Objectives: To investigate whether participants with knee osteoarthritis classified as 'more' or 'less' physically active at baseline differ in characteristics and/or outcomes at baseline and at 3 and 12 months following the commencement of an education and exercise-therapy program.

Methods: Prospective cohort study using the GLA:D® Australia registry. The University of California, Los Angeles Physical Activity Scale (UCLA) participant data dichotomised as 'more' (≥7) or 'less' active (≤6). Groups were compared using chi-square (obesity [baseline only], comorbidity prevalence, medication consumption, fear of damage from physical activity); and linear mixed model regression (12-item Injury Osteoarthritis Outcome Score [KOOS-12], pain [visual analogue scale], health-related quality of life [QoL] [EQ-5D-5L]) statistics, adjusted for age, sex and baseline physical activity at 3 and 12 months.

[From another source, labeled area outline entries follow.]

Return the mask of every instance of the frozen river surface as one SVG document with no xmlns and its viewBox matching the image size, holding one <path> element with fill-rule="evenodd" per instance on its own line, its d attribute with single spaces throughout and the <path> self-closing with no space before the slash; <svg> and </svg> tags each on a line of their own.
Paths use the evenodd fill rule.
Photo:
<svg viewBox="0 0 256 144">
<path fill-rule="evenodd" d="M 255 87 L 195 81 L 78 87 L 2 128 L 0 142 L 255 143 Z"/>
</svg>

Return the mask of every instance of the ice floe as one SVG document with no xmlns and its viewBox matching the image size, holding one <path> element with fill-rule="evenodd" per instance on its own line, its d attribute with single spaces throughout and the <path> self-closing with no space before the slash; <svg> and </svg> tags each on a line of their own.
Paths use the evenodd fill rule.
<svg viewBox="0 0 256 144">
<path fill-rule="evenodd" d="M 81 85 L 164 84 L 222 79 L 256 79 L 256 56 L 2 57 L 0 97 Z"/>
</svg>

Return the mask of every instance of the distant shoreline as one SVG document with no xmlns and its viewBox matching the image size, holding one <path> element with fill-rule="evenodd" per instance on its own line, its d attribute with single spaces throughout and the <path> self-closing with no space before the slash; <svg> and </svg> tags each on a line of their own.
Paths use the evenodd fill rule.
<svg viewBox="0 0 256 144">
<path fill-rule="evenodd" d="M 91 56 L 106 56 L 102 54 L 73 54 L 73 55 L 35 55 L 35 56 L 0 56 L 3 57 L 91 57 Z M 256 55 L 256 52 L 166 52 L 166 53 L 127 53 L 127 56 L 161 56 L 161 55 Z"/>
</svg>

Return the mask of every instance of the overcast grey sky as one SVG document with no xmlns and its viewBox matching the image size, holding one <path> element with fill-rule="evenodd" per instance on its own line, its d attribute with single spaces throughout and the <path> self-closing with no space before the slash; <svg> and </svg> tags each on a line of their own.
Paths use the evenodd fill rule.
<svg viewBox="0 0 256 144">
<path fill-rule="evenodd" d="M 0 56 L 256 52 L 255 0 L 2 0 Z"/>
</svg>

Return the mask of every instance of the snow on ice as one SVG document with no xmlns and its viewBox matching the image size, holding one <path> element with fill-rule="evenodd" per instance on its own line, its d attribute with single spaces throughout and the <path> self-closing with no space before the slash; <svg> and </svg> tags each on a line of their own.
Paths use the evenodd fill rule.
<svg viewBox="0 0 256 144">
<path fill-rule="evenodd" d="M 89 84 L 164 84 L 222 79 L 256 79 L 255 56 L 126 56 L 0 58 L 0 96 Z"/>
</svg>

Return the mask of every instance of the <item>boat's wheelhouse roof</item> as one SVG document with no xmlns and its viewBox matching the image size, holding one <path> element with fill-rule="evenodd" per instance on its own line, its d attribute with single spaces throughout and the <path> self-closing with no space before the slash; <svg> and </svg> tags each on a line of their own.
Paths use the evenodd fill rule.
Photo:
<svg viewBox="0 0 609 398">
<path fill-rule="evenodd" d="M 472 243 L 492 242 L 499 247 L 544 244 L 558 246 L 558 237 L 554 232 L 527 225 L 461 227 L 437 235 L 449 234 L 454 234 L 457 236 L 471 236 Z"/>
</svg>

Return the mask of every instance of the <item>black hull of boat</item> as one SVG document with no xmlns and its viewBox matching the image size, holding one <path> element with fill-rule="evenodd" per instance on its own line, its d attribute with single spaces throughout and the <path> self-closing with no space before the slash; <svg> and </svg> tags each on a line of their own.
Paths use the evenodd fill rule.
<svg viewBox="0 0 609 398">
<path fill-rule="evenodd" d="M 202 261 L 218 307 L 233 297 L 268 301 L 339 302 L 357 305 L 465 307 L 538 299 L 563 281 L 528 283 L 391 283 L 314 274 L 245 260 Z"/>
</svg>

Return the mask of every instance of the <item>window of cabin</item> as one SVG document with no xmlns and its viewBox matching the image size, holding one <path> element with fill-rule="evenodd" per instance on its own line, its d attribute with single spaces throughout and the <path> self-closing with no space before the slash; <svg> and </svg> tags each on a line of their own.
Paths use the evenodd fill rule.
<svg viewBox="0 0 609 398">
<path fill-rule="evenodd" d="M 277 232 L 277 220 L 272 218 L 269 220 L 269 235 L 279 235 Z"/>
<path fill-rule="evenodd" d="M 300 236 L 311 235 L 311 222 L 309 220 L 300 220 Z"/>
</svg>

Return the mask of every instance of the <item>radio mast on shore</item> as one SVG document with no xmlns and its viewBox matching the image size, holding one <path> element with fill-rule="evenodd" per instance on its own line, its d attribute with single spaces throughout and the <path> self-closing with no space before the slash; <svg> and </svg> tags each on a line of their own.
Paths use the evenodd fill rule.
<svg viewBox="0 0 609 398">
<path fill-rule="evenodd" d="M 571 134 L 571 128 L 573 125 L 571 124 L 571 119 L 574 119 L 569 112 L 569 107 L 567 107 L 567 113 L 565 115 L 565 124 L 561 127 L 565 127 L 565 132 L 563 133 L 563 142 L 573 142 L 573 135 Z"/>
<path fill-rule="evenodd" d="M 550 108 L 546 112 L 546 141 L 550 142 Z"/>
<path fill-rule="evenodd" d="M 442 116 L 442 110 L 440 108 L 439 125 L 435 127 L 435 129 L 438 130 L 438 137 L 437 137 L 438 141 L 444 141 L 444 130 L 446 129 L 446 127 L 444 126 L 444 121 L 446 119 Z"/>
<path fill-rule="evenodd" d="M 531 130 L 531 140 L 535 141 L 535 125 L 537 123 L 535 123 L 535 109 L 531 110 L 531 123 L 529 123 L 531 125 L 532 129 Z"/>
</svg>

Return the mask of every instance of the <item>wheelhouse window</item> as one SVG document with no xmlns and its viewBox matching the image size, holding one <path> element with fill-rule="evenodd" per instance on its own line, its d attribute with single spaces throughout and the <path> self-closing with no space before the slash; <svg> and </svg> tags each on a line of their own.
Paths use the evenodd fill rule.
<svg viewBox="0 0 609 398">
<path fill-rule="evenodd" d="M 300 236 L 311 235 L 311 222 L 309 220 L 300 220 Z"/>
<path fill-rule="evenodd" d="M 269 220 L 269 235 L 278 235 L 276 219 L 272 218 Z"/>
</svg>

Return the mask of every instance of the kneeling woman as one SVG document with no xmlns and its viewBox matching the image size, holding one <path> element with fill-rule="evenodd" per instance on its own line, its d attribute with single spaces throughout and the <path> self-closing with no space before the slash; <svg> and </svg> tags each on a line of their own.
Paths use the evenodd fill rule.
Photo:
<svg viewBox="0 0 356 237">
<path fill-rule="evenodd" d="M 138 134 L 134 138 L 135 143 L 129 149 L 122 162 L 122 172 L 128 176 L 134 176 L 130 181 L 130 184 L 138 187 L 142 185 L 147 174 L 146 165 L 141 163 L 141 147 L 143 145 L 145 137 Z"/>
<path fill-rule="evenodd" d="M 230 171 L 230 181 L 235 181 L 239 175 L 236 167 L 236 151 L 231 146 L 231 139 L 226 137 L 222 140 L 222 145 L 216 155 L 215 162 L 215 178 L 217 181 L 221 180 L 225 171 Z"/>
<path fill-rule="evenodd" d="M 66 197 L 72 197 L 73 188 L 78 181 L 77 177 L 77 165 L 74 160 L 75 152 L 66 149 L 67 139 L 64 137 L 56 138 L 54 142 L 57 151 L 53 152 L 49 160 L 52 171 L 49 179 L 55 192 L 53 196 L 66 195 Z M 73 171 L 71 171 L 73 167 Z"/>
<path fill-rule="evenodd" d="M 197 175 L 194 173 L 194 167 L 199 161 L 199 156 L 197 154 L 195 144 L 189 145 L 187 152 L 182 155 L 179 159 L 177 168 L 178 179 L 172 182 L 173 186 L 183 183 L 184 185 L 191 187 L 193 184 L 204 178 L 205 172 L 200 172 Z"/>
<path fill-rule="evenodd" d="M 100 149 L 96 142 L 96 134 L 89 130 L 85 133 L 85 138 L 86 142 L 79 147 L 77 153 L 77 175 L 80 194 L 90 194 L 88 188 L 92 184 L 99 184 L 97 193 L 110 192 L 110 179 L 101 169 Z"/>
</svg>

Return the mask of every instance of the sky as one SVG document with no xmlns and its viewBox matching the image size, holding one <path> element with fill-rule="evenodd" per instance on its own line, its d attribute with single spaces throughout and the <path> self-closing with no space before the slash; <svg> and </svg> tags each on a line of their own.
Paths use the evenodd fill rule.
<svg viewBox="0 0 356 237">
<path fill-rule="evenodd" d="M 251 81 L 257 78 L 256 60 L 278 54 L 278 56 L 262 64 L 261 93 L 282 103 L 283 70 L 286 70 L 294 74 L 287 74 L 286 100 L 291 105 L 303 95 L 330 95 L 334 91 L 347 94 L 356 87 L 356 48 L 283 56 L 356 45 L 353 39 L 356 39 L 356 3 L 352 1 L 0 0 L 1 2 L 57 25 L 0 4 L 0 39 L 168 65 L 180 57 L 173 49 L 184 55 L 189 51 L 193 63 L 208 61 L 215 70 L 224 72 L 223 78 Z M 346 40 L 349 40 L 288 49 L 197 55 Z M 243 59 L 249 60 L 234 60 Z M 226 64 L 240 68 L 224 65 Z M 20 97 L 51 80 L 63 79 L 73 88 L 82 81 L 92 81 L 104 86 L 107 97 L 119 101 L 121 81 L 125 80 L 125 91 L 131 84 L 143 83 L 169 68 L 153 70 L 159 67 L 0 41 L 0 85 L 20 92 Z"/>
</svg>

Results: We included 1059 participants (70% female). At baseline, 267 (25%) were classified as 'more' active, increasing to 29% and 30% at 3 and 12 months, respectively. At baseline, compared to the 'less' active group, the 'more' active group had a lower proportion of participants who were obese ('more' = 21% vs. 'less' = 44%), had comorbidities (58% vs. 74%) and consumed medications (71% vs. 85%); lower pain intensity (37 vs. 47); and higher KOOS-12 (59 vs. 50), and health-related QoL (0.738 vs. 0.665) scores. When accounting for age, sex and baseline physical activity, improvements seen in knee-related burden and health-related QoL were not different between groups at 3 or 12 months. Compared to the 'less' active group, the proportion of participants not consuming medication remained higher in the 'more' active group at 3 ('more' 45% vs. 'less' 28%) and 12 months (43% vs. 32%).

Conclusion: 'More' active people with knee osteoarthritis were less likely to be obese, had fewer comorbidities, lower medication consumption, knee-related burden and pain intensity, and higher health-related QoL than 'less' active participants at all timepoints.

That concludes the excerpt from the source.